— Да какое! Может, наоборот, поможете мне уломать этого упрямца!
Начальник проекта «Лимпопо» Ступин, — с ним Бобров познакомился накануне, во время своего выступления в посольской колонии, — маленький упругий крепыш, сердито насупился, зыркнул на второго, показавшегося Боброву тоже знакомым. Где*то мельком виделись, то ли на улице, то ли в холле гостиницы.
— Посидите, Кирилл Петрович, мы тут должны один разговор добить, — Ступин указал ему на глубокий диван, куда и опустился Бобров, видя перед собой их обоих на фоне большой рукодельной карты с синей струей Лимпопо, испещренной цветными клетками.
— Вы меня, Александр Лукич, ни добром не просите, ни кулаком не грозите. Не стану контракт продлевать! — «волжанин», отвлекаясь от Боброва и тут же о нем забывая, устремился на Ступина. — Я перед вами чист, полный контракт отработал. «Онучкин, наладь стройбазу!» Наладил, только начал домой собираться: «Онучкин, останься еще на полгодика. Наладить рембазу». Ладно, остался, наладил. А теперь опять: «Останься, наладь техпрофобучение». Нет уж, Александр Лукич, хватит! Ведь, кроме Лимпопо, и другие речки в мире текут. Ока, например. Или, скажем, Клязьма. На Оке, в Спас-Клепиках, мать-старуха живет. Поеду домой отдыхать. С женой пожить, с ребятишками. На мать успеть поглядеть. Не держите меня, Александр Лукич. Пусть кто помоложе в Африку едут, на Лимпопо свое счастье поищут!

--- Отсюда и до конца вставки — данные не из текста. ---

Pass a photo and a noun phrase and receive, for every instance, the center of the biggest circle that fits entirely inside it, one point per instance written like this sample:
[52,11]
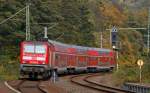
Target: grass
[9,68]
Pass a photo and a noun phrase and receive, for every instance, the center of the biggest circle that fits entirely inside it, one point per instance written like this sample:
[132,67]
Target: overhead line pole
[148,28]
[28,36]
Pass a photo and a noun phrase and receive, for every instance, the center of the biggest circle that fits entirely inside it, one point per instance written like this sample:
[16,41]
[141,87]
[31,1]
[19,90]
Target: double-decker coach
[40,58]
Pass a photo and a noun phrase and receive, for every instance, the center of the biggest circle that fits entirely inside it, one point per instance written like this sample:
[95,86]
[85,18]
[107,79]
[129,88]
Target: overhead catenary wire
[12,15]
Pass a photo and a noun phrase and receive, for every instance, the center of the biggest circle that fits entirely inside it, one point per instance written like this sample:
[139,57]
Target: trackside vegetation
[78,22]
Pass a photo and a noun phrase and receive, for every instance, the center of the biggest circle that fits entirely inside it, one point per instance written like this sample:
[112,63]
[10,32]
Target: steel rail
[94,86]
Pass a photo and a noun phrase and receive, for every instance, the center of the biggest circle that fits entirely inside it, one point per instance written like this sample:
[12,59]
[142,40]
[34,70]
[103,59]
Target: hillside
[78,22]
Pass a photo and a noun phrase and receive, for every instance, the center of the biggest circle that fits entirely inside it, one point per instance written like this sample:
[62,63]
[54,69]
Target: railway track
[83,80]
[26,86]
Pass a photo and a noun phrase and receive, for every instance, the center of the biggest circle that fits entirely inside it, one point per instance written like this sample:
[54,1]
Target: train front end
[34,59]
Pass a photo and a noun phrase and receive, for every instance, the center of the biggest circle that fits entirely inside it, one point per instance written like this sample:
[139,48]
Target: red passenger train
[41,58]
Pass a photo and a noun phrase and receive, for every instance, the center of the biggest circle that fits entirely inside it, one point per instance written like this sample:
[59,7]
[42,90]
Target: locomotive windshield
[40,49]
[28,48]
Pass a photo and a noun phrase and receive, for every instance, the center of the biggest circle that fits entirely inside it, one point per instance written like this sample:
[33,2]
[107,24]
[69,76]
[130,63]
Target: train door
[82,62]
[71,61]
[92,61]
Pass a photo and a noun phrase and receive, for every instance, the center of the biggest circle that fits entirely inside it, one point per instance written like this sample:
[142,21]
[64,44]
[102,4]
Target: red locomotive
[41,58]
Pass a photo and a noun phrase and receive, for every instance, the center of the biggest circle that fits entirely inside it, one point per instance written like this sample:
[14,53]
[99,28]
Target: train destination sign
[140,62]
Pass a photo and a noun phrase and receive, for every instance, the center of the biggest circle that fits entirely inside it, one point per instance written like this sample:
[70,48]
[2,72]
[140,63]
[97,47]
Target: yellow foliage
[113,14]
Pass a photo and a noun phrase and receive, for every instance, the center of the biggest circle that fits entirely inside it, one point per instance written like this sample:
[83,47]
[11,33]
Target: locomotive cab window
[40,49]
[28,48]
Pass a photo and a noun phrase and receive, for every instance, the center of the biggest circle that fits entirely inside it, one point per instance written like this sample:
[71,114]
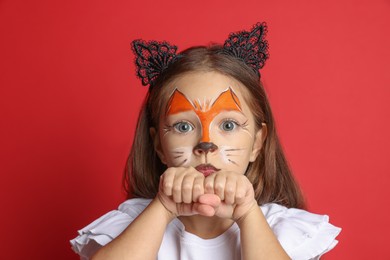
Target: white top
[303,235]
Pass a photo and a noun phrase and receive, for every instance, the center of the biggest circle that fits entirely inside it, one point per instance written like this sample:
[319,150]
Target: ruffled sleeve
[103,230]
[302,234]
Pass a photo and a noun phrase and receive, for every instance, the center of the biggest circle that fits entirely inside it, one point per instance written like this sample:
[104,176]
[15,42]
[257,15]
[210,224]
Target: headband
[153,58]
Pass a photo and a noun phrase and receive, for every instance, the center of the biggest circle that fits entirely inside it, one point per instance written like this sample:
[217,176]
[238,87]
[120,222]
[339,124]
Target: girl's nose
[204,148]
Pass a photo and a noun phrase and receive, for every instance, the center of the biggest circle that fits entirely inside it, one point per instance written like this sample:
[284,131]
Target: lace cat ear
[152,58]
[250,47]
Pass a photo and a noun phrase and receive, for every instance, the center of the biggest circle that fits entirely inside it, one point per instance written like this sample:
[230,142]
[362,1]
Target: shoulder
[107,227]
[302,234]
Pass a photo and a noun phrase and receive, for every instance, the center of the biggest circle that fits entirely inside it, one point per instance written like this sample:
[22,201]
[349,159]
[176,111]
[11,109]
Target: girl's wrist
[252,211]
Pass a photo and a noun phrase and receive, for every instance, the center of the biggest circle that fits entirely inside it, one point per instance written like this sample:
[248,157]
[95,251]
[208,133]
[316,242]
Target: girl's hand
[235,192]
[180,189]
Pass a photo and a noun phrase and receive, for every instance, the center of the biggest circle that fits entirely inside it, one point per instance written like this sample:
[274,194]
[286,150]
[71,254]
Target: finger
[167,181]
[209,184]
[198,188]
[210,199]
[241,191]
[176,188]
[219,185]
[204,210]
[187,188]
[230,189]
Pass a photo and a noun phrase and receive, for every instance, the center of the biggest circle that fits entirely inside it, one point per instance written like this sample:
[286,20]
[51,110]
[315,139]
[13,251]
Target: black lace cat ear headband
[153,58]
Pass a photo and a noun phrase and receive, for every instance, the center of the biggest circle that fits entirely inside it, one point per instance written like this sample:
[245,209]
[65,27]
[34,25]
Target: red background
[69,100]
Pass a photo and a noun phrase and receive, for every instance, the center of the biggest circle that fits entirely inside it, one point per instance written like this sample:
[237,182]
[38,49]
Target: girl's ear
[157,145]
[260,136]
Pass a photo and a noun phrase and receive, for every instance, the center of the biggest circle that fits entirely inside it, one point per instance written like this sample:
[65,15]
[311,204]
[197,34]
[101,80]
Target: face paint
[206,111]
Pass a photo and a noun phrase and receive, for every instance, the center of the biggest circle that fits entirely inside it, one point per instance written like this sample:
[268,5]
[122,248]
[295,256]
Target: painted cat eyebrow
[179,102]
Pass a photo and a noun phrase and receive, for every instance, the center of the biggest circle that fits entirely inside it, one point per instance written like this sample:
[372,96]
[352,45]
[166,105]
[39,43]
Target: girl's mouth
[206,169]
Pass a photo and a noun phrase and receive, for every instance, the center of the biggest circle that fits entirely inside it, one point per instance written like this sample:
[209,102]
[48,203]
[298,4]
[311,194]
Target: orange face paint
[226,101]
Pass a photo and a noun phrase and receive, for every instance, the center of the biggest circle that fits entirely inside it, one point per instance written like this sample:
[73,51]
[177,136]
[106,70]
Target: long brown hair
[270,174]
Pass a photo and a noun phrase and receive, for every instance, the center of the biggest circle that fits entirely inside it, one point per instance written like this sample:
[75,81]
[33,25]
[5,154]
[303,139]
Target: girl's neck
[206,227]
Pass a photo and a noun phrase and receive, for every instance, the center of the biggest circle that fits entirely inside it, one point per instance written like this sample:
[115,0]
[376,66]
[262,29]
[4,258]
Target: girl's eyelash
[244,125]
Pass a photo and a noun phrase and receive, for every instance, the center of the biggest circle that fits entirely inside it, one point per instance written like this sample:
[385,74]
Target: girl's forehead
[205,86]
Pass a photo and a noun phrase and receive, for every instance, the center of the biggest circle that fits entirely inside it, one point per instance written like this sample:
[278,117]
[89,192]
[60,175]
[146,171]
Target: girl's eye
[183,127]
[228,125]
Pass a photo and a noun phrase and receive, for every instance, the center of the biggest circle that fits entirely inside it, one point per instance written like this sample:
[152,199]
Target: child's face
[207,124]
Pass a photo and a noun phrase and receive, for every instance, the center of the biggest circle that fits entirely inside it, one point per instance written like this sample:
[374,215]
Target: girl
[206,176]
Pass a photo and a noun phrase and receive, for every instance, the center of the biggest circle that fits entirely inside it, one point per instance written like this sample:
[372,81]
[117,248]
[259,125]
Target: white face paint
[208,108]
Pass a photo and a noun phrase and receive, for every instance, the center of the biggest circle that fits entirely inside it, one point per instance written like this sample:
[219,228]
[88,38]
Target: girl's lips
[206,169]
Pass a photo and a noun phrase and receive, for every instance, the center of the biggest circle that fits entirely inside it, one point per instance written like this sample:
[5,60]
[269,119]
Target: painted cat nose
[204,148]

Бобров напряженно, чутко слушал Онучкина, хотел понять его, тоску и усталость, ту силу, что влекла его на милую половину земли. Его сны и видения: старый дом, окрапленный рябинами, мать идет от колодца и в ведрах, в воде, играет бледное солнце. И мгновенное, ответное, подобно панике, чувство не здесь и не так проживаемой жизни, которой все меньше и меньше, посетило Боброва, Вдруг уже не успеть налюбоваться, наглядеться на милых, надышаться морозом и снегом, насладиться березняками, порошами.

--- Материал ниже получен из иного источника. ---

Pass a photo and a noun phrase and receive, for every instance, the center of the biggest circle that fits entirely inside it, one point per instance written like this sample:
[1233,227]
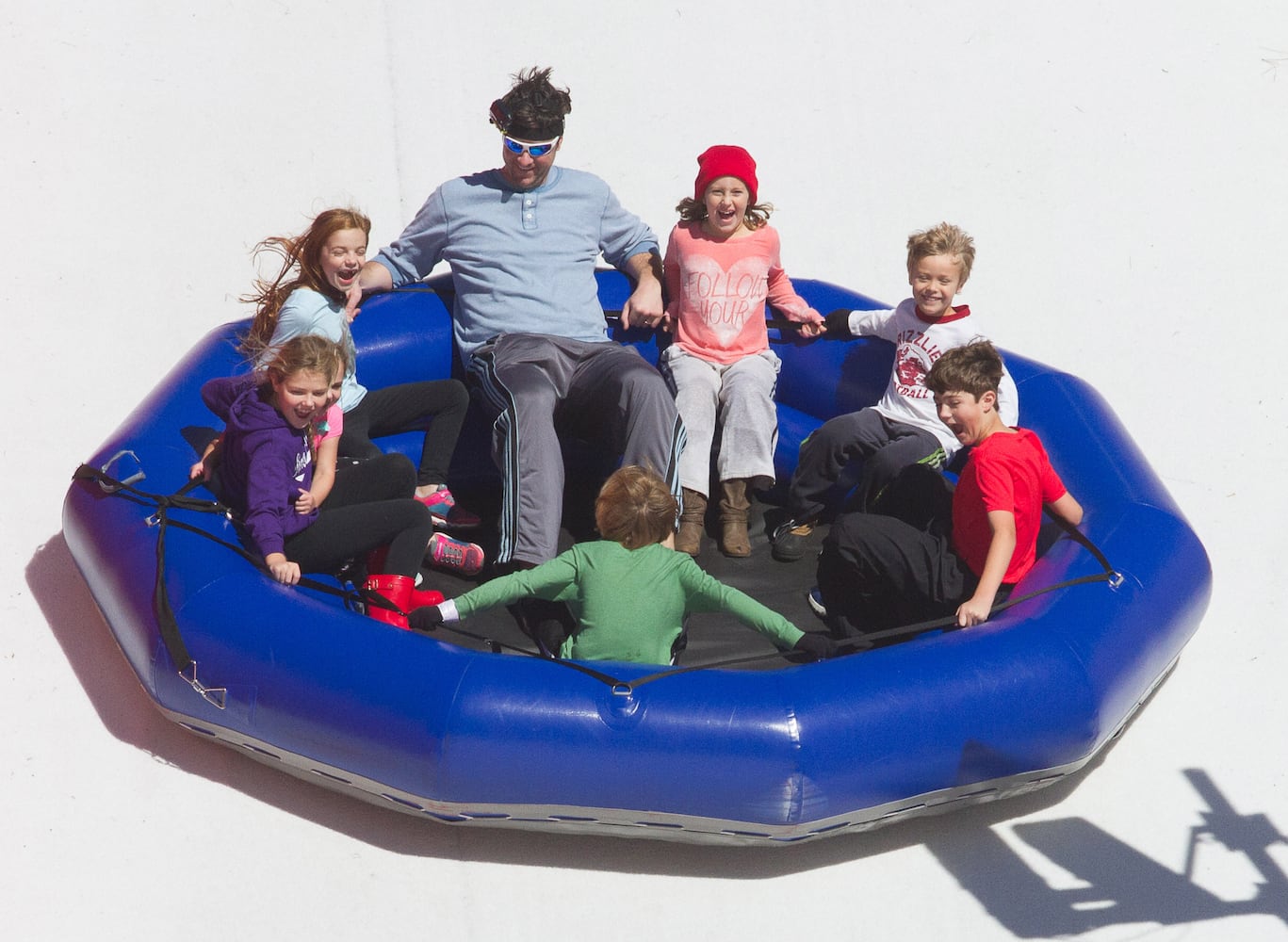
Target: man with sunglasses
[522,241]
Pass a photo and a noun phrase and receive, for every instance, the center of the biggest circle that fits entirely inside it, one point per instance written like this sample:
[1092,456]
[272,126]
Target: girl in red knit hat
[722,267]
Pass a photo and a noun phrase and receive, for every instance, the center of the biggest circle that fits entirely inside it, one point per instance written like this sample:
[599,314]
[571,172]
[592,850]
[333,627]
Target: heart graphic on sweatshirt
[724,299]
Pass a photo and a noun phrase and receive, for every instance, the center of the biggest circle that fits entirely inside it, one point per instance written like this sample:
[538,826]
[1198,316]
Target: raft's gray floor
[712,637]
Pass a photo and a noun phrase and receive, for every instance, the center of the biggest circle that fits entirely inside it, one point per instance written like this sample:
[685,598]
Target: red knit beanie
[726,160]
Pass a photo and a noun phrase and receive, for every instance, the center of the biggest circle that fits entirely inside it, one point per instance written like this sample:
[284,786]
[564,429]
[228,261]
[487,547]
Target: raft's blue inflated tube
[747,756]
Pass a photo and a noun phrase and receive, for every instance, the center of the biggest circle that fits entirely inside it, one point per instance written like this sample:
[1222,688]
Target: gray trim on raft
[618,822]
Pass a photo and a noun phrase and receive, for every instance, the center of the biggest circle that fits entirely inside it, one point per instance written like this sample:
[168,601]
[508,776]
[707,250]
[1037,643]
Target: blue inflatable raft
[460,734]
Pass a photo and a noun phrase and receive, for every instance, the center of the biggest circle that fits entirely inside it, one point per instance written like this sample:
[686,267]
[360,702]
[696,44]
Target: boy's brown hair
[635,507]
[944,238]
[975,368]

— Вот ты мужик упрямый! Будто я тебя здесь на всю жизнь оставить хочу! На Лимпопо тебя поселяю! — шутя, но и с сердитым, плохо скрываемым нетерпением убеждал начальник проекта. — Ну поработай еще годок. Я тебя в Бейру с собой возьму, города посмотришь, лучше страну узнаешь. А? Поработай?

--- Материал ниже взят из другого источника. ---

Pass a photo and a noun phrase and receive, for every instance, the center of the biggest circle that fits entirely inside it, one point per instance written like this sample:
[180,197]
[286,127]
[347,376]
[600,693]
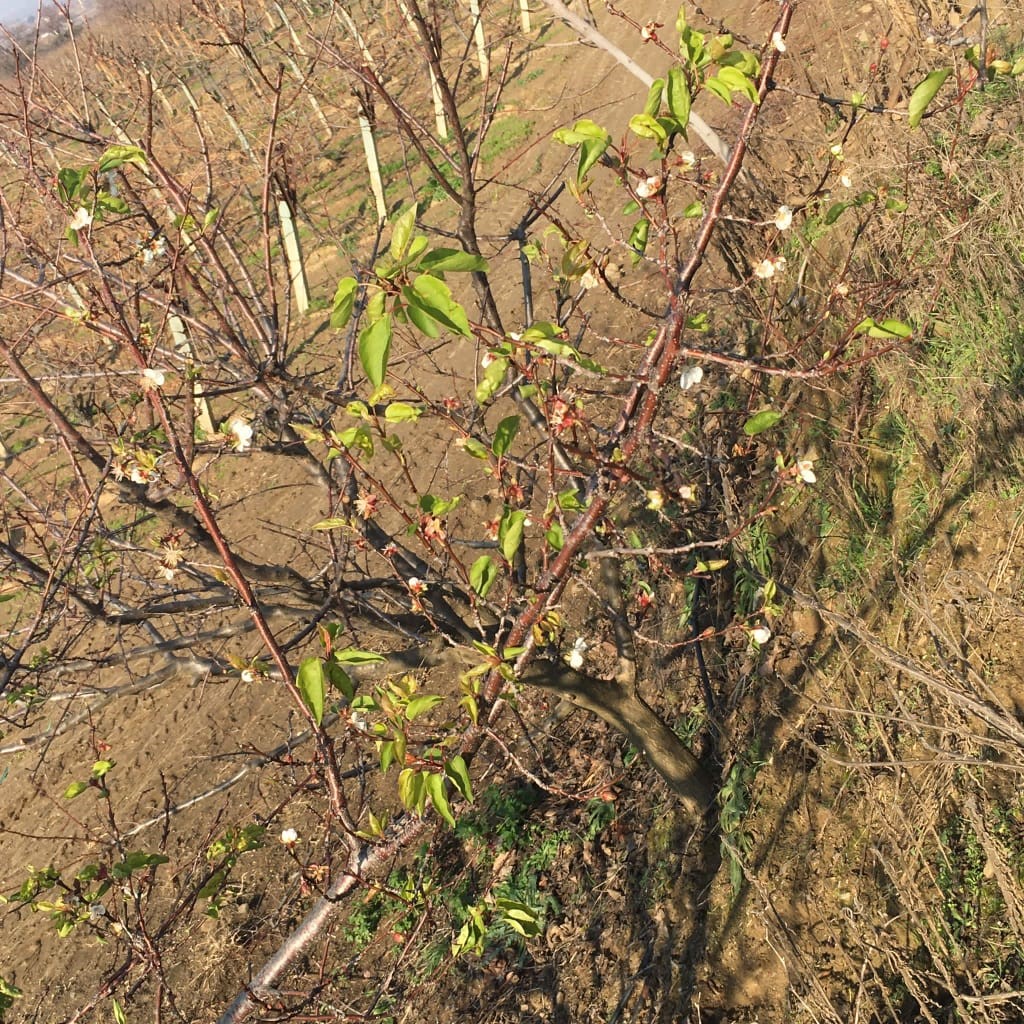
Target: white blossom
[81,219]
[690,377]
[576,655]
[649,186]
[769,267]
[805,469]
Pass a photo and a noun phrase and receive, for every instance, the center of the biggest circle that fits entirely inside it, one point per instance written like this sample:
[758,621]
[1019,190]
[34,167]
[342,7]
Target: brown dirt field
[856,761]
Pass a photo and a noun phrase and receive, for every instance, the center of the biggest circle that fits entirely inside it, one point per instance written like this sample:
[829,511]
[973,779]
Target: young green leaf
[375,347]
[638,238]
[653,103]
[401,412]
[70,182]
[678,95]
[592,139]
[350,655]
[309,681]
[494,375]
[457,771]
[401,232]
[434,297]
[420,706]
[419,315]
[117,156]
[648,127]
[760,422]
[344,300]
[886,330]
[519,916]
[482,574]
[510,531]
[435,790]
[925,93]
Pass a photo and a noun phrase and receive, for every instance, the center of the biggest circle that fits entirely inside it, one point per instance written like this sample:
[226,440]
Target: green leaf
[70,181]
[117,156]
[638,238]
[519,916]
[350,655]
[653,103]
[435,790]
[375,347]
[309,681]
[401,412]
[592,139]
[678,96]
[420,706]
[583,131]
[647,127]
[555,537]
[434,297]
[457,771]
[401,232]
[760,422]
[510,531]
[482,574]
[339,679]
[111,204]
[494,375]
[835,212]
[735,81]
[412,791]
[505,434]
[344,300]
[886,330]
[137,861]
[925,93]
[720,89]
[419,315]
[452,260]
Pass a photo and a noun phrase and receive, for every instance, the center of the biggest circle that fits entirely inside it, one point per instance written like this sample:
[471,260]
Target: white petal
[691,376]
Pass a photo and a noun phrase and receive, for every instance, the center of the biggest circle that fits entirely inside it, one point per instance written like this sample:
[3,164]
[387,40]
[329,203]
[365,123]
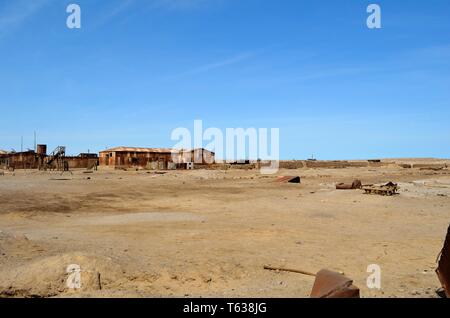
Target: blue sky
[138,69]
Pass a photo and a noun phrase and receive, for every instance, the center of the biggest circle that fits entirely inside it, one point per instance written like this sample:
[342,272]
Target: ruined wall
[79,162]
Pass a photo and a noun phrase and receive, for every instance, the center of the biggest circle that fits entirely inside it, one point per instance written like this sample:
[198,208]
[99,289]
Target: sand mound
[67,274]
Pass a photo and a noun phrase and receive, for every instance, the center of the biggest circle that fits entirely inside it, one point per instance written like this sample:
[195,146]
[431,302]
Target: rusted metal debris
[357,184]
[282,269]
[443,270]
[330,284]
[388,189]
[289,179]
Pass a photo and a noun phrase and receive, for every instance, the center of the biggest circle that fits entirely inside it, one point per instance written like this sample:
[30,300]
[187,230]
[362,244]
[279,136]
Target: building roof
[137,149]
[144,150]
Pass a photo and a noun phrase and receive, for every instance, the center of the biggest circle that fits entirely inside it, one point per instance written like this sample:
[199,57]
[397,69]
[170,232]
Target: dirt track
[209,233]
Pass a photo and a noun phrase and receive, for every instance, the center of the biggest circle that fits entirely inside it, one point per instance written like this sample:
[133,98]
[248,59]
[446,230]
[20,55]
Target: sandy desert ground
[209,232]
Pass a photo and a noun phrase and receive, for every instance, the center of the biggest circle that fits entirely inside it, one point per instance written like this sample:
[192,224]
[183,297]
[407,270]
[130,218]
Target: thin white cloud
[212,66]
[117,9]
[15,13]
[181,4]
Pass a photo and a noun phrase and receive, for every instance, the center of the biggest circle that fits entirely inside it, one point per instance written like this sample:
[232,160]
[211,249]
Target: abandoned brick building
[154,158]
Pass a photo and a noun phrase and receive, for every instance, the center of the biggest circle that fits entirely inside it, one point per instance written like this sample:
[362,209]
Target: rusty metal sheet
[330,284]
[289,179]
[357,184]
[443,270]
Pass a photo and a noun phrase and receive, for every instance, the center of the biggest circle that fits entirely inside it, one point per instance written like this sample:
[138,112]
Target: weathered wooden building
[154,158]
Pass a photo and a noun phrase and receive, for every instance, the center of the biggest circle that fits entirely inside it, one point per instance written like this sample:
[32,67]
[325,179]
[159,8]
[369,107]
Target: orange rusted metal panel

— Нет, Александр Лукич, я свое отработал и другие города смотреть не хочу. Мне с детьми охота пожить, с женой, пока оба совсем седыми не стали. Они мне пишут: «Папка, приезжай, поплывем на теплоходе до Астрахани». Много я всяких городов перевидел, а вот наших, поволжских, повидать не успел. В Костроме не успел побывать. В Ярославле не успел побывать. В Астрахани не успел. А какие, говорят, города! В Африке таких не увидишь. Плывем мы с женой, с ребятишками по Волге, на зеленые берега, на белые города любуемся!
— Да еще успеешь, насмотришься! А сейчас здесь твое место. Ну потерпи! Я тебе одну вещь скажу. Ведь тебя как классного работника к награде представить хотят. Привезешь из Африки орден.
— За доверие спасибо, Александр Лукич. А ордена, вы знаете, я и у нас добывать умел. Из Тургайской степи оба с вами по ордену в Москву привезли. И из Туркмении, из Голодной степи. Нет уж, домой пора!
— Ты вот сюда своей волей ехал, Онучкин. «На Африку, говорил, погляжу! Хочу, говорил, ее руками пощупать!» Ну и щупай теперь! Ты с Лимпопо другим человеком вернешься. Теперь уж не техникой, а людьми управлять сможешь!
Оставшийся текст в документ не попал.